Operator Memory Stack replaces that drift with a durable operating memory built for real operators. People, projects, decisions, preferences, and today's active context all live in the right place — structured, retrievable, and designed to survive long-running work.
What this solves
- Forgetting people — names and relationships mentioned two weeks ago disappear from context.
- Project context drift — older project details get overwritten or blurred by newer conversations.
- Lost preferences — rules you stated clearly get compacted away and the agent starts guessing.
- Repeated questions — the agent asks things you already told it because the facts did not stick.
How it works
The stack splits memory by job. Instead of one flat memory file that decays, you get three purpose-built layers that each handle a different kind of recall.
- Entity Ledger (vault/) — durable record of people, projects, and companies. Each entity gets a fast-read profile and an append-only fact log.
- Daily Stream (journal/) — one file per day captures events, decisions, and extracted facts as they happen.
- Operator Rules (codex.md) — your preferences, boundaries, communication style, and decision patterns. Small, stable, and always consulted first.
What's included
- SKILL.md — the complete memory architecture definition
- vault/ directory scaffold — pre-structured folders for people, projects, companies, and dormant archive
- journal/ directory — daily stream format with summary, events, and extraction tracking
- codex.md template — starter file for operator rules and preferences
- Retrieval order — defined lookup sequence so the agent checks the cheapest artifact first
- Weekly maintenance hook — drop-in block for your HEARTBEAT.md
operator-memory-stack/ ├── SKILL.md — memory architecture definition ├── vault/ — entity ledger scaffold ├── journal/ — daily stream directory └── codex.md — operator rules template
Best for
- Operators running long-term projects where context must survive across weeks and months
- Anyone whose agent forgets people, loses project details, or drifts on preferences
- Power users who need persistent, structured memory instead of flat-file decay
- Teams managing multiple clients or projects where entity recall is critical
Under the hood
- Append-only fact tracking — facts are never deleted. Outdated facts are marked as superseded, preserving full audit history.
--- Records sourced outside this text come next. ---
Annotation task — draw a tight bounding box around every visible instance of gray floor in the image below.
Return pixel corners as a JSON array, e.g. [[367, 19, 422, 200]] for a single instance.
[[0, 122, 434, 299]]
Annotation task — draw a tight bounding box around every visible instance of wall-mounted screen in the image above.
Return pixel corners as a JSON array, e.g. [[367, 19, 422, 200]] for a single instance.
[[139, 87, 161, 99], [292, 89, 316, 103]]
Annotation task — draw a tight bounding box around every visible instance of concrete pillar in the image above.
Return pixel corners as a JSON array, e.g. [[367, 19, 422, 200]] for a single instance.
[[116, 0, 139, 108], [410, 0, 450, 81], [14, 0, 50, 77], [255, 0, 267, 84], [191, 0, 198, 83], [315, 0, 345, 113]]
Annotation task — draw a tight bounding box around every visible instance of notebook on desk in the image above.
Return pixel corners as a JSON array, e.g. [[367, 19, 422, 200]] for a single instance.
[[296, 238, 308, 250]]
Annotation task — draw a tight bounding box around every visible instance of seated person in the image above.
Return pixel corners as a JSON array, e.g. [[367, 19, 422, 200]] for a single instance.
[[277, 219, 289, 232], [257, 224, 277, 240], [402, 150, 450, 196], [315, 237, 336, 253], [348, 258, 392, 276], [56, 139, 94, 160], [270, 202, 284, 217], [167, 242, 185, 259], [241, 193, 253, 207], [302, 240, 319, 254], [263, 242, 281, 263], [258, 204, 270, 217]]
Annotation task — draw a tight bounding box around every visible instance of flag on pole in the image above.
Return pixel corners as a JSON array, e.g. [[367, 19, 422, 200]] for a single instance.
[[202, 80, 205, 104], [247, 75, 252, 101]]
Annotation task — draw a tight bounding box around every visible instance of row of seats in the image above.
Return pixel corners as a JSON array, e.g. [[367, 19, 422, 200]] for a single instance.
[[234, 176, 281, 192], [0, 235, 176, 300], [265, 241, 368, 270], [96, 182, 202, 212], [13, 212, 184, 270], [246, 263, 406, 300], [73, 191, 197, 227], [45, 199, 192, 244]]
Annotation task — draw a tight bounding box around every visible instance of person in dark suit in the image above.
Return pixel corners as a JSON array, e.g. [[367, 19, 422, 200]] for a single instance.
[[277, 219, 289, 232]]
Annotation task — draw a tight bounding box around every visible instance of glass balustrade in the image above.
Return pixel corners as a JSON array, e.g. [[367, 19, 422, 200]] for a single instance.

- Confidence levels — every fact carries a confidence tag (high, medium, low) so the agent knows how much to trust it.
- Promotion rules — clear triggers for when a journal note earns a permanent spot in the vault.
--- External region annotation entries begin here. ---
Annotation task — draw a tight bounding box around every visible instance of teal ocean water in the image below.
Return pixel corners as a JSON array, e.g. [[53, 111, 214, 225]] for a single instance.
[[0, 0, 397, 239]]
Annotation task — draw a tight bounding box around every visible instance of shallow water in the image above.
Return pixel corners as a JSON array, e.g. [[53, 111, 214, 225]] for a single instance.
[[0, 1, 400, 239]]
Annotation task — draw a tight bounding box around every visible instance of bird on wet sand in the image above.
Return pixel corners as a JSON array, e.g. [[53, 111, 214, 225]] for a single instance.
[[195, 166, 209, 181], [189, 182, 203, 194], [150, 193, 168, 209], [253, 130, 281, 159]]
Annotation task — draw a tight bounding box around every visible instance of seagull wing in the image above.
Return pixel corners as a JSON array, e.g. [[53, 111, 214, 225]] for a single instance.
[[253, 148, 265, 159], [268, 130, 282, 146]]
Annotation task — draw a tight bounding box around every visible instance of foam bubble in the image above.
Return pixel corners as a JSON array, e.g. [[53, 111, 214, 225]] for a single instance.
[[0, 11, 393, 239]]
- Conflict handling — when new facts contradict old ones, the system appends, supersedes, and updates the working profile.
Before vs After
Before
Agent forgets context after every session
After
Persistent 3-layer memory that survives restarts
FAQ
Do I need coding experience?
No. You download the files, drop them into your OpenClaw workspace, and follow the migration steps. Everything is plain Markdown and YAML.
Does this replace my existing MEMORY.md?
It upgrades it. Your current memory gets split into structured layers — operator rules in codex.md, durable entities in the vault, and daily context in the journal. Nothing is lost.
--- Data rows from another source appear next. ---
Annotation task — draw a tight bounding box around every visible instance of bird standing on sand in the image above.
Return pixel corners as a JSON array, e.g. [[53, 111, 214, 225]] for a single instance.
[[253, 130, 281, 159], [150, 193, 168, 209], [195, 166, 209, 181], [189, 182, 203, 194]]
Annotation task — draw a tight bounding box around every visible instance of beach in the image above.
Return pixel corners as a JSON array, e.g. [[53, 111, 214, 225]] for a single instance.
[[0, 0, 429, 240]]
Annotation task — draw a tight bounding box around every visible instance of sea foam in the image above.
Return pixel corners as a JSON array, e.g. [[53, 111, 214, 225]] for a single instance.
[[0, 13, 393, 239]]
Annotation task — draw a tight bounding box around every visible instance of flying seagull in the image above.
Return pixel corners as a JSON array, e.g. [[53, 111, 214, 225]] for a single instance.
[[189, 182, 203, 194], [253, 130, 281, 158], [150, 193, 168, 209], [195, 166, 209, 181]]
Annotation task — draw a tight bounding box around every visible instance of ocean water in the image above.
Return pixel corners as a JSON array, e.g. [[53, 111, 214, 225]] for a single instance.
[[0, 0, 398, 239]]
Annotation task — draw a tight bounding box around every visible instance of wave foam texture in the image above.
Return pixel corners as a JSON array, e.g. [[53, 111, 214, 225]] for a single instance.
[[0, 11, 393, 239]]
Which AI model works best?
Any model supported by OpenClaw. Claude and GPT-4 both work well. The memory architecture is model-agnostic.
How much maintenance does it need?
A weekly review takes 5-10 minutes. The included maintenance hook handles promotion, compaction, and freshness updates.
Can I customize the vault structure?
Yes. Every file is plain Markdown or JSONL. Add new entity types, change the fact categories, adjust the freshness bands, or modify the retrieval order.